Hace unos años, mientras dictaba cursos de Ética en la Gestión Pública para alcaldes y gerentes municipales de diferentes regiones del país, uno de ellos habló claro con los demás y dijo: “Ya sabemos que todos vamos a pedir una comisión en las licitaciones que hagamos, pero no seamos tan avariciosos, ¿por qué no contentarnos con un 5%?; hay muchos que se están acostumbrando a pedir el 10%, incluso el 15%”. Ese (también) es el Perú, y aquí no solo se trata de autoridades corruptas, sino de todas aquellas pequeñas y grandes empresas que tienen como práctica común sobornar a funcionarios públicos para aminorar sus costos y/o multiplicar sus ganancias. Otro alcalde preguntaba: “Yo quiero actuar limpiamente, ¿pero qué puedo hacer si al ganar las elecciones mis familiares y amigos me piden un puesto o un favor?; cuando yo deje el cargo en cuatro años, los tendré a todos como enemigos el resto de mi vida”. 

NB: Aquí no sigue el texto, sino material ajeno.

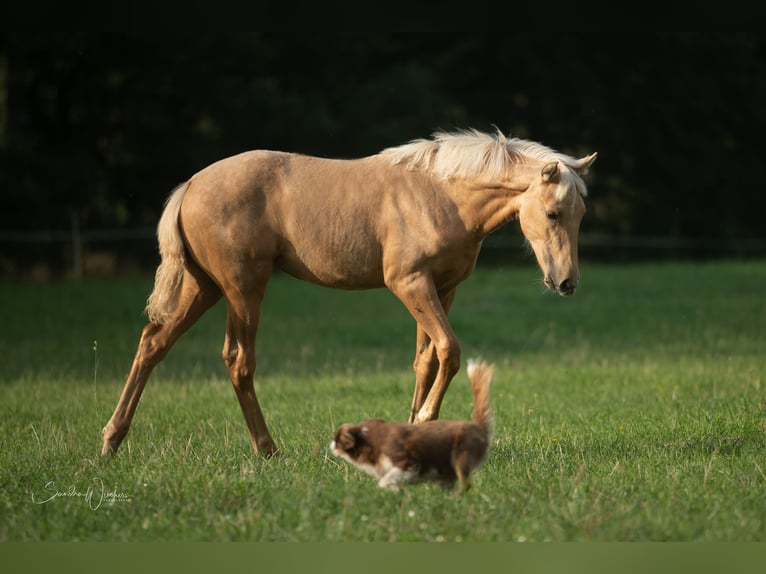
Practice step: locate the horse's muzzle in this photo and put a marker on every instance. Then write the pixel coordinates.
(565, 288)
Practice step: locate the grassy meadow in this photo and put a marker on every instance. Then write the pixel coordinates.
(634, 411)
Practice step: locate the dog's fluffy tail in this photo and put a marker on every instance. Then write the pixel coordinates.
(480, 375)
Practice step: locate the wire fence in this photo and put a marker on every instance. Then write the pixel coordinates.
(77, 253)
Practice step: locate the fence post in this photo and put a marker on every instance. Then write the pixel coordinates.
(76, 245)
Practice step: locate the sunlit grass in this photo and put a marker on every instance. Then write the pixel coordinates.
(632, 411)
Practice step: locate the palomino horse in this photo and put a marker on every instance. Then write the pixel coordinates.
(410, 218)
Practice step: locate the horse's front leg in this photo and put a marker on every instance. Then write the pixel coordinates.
(437, 357)
(426, 365)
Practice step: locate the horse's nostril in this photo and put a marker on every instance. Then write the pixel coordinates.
(566, 287)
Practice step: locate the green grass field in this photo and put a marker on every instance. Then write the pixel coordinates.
(634, 411)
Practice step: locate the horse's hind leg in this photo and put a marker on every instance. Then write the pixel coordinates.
(198, 294)
(244, 309)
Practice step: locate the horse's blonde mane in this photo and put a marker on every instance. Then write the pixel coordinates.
(470, 153)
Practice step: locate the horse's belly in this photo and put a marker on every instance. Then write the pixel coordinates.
(336, 266)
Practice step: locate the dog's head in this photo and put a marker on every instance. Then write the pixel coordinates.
(350, 440)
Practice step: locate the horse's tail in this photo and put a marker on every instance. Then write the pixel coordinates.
(480, 375)
(169, 275)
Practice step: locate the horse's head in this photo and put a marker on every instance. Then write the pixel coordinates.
(550, 214)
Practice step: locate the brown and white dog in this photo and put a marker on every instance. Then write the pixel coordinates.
(440, 451)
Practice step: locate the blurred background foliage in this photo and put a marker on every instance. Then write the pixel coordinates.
(96, 129)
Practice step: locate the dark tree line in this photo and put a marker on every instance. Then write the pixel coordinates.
(103, 126)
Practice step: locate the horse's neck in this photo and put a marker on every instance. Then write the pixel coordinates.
(486, 205)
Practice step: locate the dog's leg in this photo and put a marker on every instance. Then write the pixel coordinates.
(393, 477)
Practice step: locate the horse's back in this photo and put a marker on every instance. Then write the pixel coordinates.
(311, 216)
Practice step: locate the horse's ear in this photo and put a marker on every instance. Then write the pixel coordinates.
(584, 163)
(550, 172)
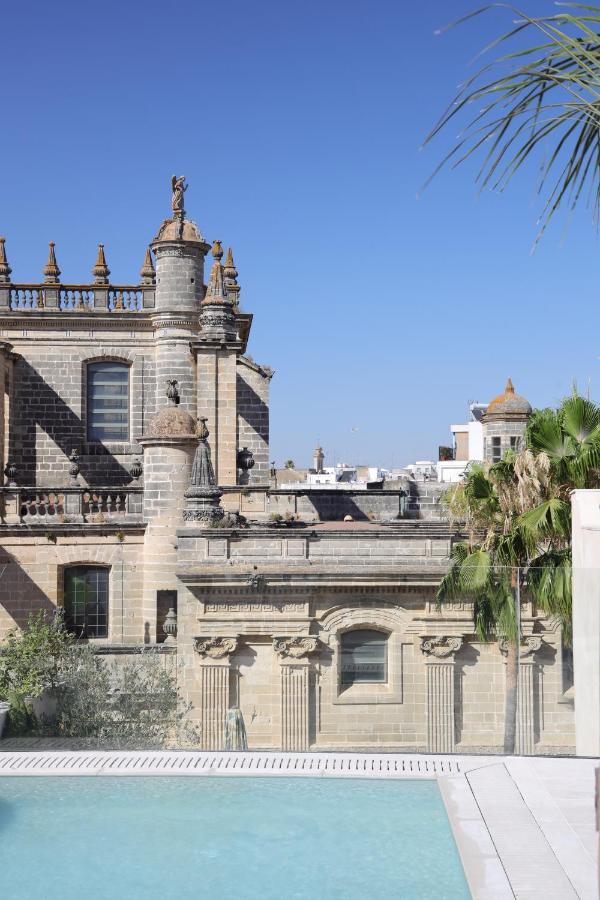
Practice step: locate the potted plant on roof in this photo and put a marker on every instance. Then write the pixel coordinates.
(31, 663)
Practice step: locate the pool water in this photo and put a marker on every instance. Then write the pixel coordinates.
(221, 838)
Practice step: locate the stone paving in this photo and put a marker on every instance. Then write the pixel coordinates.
(524, 826)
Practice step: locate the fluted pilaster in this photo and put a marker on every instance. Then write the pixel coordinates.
(439, 667)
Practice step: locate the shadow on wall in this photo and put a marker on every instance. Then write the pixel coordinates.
(466, 658)
(20, 597)
(36, 403)
(255, 413)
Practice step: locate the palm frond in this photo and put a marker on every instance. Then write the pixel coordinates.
(548, 91)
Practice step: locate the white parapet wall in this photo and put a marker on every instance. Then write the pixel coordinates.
(586, 620)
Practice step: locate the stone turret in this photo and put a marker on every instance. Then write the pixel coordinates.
(180, 249)
(504, 423)
(318, 460)
(217, 321)
(51, 270)
(169, 445)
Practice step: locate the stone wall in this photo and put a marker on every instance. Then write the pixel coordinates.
(275, 653)
(31, 578)
(421, 500)
(48, 408)
(253, 418)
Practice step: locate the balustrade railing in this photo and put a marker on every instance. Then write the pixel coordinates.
(76, 298)
(62, 506)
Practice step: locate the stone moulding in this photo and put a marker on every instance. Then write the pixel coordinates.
(441, 646)
(215, 647)
(295, 647)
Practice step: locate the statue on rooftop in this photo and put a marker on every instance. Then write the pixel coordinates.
(179, 188)
(202, 471)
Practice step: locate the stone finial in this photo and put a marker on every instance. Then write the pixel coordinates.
(172, 392)
(148, 272)
(215, 292)
(5, 269)
(51, 270)
(179, 187)
(230, 274)
(101, 270)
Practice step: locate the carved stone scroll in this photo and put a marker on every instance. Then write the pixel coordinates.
(440, 651)
(215, 647)
(295, 647)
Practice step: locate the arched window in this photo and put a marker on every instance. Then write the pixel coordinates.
(86, 601)
(108, 401)
(364, 657)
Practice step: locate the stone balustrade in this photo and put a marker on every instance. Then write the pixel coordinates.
(66, 505)
(76, 298)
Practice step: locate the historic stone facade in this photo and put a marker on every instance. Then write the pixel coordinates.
(134, 433)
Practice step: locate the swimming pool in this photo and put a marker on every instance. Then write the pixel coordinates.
(222, 838)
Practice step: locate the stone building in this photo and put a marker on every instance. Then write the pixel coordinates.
(134, 432)
(504, 423)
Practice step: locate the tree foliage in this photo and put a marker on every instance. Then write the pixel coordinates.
(539, 100)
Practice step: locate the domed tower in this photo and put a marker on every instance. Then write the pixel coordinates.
(318, 460)
(504, 423)
(180, 250)
(169, 446)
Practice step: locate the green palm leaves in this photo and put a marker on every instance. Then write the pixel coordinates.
(541, 98)
(570, 437)
(518, 518)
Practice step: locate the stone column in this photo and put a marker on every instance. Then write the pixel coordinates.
(439, 667)
(293, 653)
(215, 668)
(525, 737)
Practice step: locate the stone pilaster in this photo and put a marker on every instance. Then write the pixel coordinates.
(439, 652)
(525, 737)
(293, 654)
(215, 670)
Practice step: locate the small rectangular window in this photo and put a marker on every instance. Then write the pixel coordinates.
(86, 601)
(108, 402)
(364, 657)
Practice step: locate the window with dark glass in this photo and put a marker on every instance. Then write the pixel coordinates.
(364, 657)
(108, 402)
(86, 601)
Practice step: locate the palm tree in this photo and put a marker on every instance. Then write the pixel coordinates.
(541, 98)
(518, 524)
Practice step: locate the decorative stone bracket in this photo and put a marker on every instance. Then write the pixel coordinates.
(215, 647)
(295, 647)
(441, 646)
(441, 650)
(529, 645)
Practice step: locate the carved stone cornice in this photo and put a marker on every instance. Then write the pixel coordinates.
(215, 647)
(441, 646)
(295, 647)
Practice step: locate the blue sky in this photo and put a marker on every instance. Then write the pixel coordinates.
(298, 126)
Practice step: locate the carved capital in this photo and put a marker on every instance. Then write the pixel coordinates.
(295, 647)
(440, 646)
(215, 648)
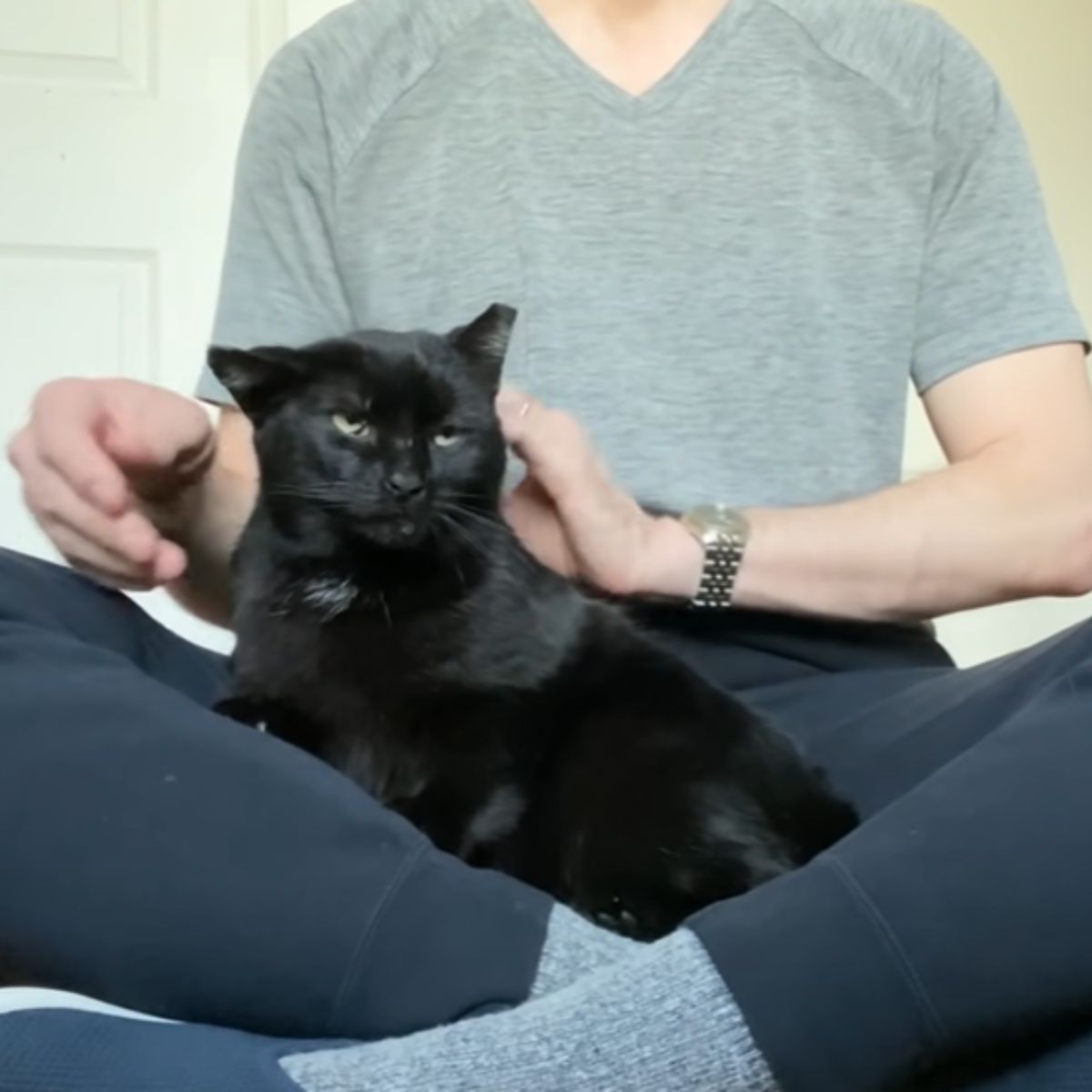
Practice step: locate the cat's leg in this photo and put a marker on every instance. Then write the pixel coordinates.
(172, 862)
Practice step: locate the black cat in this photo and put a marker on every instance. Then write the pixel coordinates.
(390, 622)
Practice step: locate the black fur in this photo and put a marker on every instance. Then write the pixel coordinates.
(390, 622)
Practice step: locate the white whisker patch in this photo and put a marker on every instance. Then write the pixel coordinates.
(330, 596)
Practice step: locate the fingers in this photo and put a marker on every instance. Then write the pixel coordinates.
(552, 445)
(124, 549)
(66, 421)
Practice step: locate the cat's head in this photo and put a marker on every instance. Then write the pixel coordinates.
(378, 435)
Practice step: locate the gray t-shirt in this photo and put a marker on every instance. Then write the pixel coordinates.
(729, 279)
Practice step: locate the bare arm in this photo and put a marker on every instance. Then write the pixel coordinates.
(1010, 518)
(210, 519)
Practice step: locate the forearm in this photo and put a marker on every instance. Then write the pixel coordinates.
(996, 528)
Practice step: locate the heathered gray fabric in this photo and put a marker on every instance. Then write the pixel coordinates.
(574, 948)
(729, 279)
(660, 1021)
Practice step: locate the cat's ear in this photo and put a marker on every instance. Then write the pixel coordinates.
(257, 378)
(485, 341)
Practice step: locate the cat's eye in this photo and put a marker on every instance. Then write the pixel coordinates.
(356, 427)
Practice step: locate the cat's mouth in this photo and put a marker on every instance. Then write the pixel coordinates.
(398, 530)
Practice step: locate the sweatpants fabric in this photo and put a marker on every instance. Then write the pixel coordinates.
(178, 864)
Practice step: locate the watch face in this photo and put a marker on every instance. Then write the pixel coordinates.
(718, 520)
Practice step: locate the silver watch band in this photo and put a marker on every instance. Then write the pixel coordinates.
(722, 533)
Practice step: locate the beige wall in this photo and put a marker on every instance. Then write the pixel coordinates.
(1041, 52)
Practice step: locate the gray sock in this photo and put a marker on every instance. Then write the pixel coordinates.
(659, 1021)
(574, 948)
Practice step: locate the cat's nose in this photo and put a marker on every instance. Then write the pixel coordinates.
(404, 485)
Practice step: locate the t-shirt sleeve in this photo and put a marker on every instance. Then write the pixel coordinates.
(992, 279)
(279, 283)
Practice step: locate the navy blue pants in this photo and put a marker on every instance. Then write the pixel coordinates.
(176, 863)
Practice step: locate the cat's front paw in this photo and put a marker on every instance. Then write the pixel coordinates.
(252, 713)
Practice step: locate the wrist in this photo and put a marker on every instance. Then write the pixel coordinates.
(675, 561)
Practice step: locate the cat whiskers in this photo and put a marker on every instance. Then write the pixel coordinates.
(330, 494)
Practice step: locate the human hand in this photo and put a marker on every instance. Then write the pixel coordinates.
(105, 465)
(573, 519)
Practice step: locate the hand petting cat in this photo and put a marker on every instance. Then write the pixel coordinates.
(576, 520)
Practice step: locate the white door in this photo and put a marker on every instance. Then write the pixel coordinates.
(118, 128)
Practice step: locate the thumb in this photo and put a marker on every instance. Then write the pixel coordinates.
(177, 438)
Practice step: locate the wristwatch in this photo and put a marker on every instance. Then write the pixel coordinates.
(723, 533)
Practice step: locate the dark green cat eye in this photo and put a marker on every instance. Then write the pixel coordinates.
(352, 426)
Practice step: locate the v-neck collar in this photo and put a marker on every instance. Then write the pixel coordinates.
(560, 53)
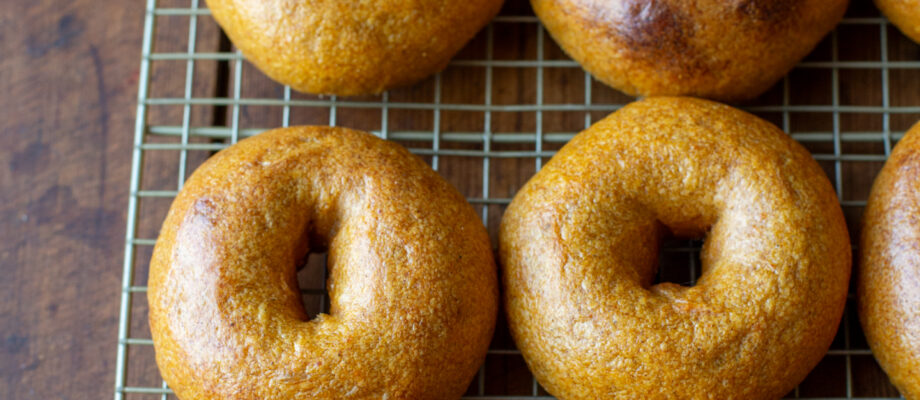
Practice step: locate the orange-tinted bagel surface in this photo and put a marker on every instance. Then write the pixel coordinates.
(579, 246)
(719, 49)
(889, 269)
(351, 47)
(905, 14)
(412, 285)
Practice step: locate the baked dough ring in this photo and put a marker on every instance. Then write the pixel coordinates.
(351, 47)
(905, 14)
(720, 49)
(579, 246)
(889, 270)
(412, 285)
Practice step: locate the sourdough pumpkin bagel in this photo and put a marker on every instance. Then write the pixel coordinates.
(412, 285)
(351, 47)
(720, 49)
(889, 269)
(905, 14)
(579, 246)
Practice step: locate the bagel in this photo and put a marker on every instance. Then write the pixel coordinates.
(905, 14)
(889, 269)
(579, 246)
(351, 47)
(723, 50)
(412, 286)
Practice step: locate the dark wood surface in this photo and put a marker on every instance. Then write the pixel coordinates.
(68, 83)
(68, 86)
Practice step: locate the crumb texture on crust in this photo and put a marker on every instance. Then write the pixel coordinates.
(413, 287)
(351, 47)
(889, 269)
(579, 246)
(905, 14)
(723, 50)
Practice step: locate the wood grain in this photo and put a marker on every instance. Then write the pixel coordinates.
(68, 78)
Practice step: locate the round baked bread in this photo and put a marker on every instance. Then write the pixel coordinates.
(351, 47)
(905, 14)
(889, 269)
(579, 247)
(412, 285)
(720, 49)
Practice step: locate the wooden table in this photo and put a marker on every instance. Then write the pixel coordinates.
(68, 78)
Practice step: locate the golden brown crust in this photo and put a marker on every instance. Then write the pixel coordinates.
(578, 248)
(905, 14)
(718, 49)
(889, 269)
(412, 284)
(348, 47)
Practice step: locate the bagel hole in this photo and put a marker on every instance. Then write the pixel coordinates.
(311, 280)
(679, 261)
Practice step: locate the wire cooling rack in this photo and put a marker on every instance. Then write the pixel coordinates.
(505, 104)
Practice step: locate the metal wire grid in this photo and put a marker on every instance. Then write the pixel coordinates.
(486, 137)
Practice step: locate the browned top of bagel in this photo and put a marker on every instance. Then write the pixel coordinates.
(579, 246)
(889, 270)
(719, 49)
(905, 14)
(351, 47)
(412, 281)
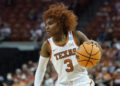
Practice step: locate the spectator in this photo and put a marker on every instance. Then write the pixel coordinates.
(5, 32)
(32, 16)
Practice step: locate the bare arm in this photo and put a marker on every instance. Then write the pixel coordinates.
(43, 60)
(81, 37)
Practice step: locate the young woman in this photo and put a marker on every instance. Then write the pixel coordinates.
(60, 48)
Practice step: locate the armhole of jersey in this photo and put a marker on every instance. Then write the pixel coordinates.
(49, 48)
(75, 38)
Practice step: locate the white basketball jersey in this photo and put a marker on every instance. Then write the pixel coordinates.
(65, 62)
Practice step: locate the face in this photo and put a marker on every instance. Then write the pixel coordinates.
(52, 27)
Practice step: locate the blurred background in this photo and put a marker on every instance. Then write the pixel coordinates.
(22, 32)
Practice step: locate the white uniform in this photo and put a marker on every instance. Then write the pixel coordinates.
(70, 73)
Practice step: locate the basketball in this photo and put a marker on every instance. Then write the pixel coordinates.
(88, 55)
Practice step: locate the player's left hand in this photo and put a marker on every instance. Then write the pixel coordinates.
(95, 43)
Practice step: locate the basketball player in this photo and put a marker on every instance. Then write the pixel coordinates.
(60, 48)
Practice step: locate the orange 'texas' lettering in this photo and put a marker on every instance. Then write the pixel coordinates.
(65, 53)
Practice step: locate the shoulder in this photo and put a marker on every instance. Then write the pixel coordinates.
(45, 49)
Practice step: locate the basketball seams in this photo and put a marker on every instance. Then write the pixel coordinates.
(87, 56)
(85, 49)
(95, 53)
(88, 52)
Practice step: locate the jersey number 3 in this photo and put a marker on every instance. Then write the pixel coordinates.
(69, 65)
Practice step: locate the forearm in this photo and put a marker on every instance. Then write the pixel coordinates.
(40, 71)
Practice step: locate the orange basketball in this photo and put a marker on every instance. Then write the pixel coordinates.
(88, 55)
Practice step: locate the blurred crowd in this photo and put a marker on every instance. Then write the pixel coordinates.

Así actúa gran parte de la sociedad peruana, que asume como natural que si un amigo, familiar o compañero de partido llega a un cargo importante, tiene la obligación de repartir beneficios entre su clan antes que servir a su comunidad o al país. Hay quienes dicen que la descentralización no vale la pena por la corrupción local, olvidando lo que a todas luces es evidente: que el latrocinio a mayor escala, tantas veces amparado por leyes, jueces y legisladores, se cocina en el nivel nacional, donde las tajadas y comisiones son millonarias. He ahí Fujimori, he ahí Toledo, he ahí García, he ahí Humala, he ahí Kuczynski.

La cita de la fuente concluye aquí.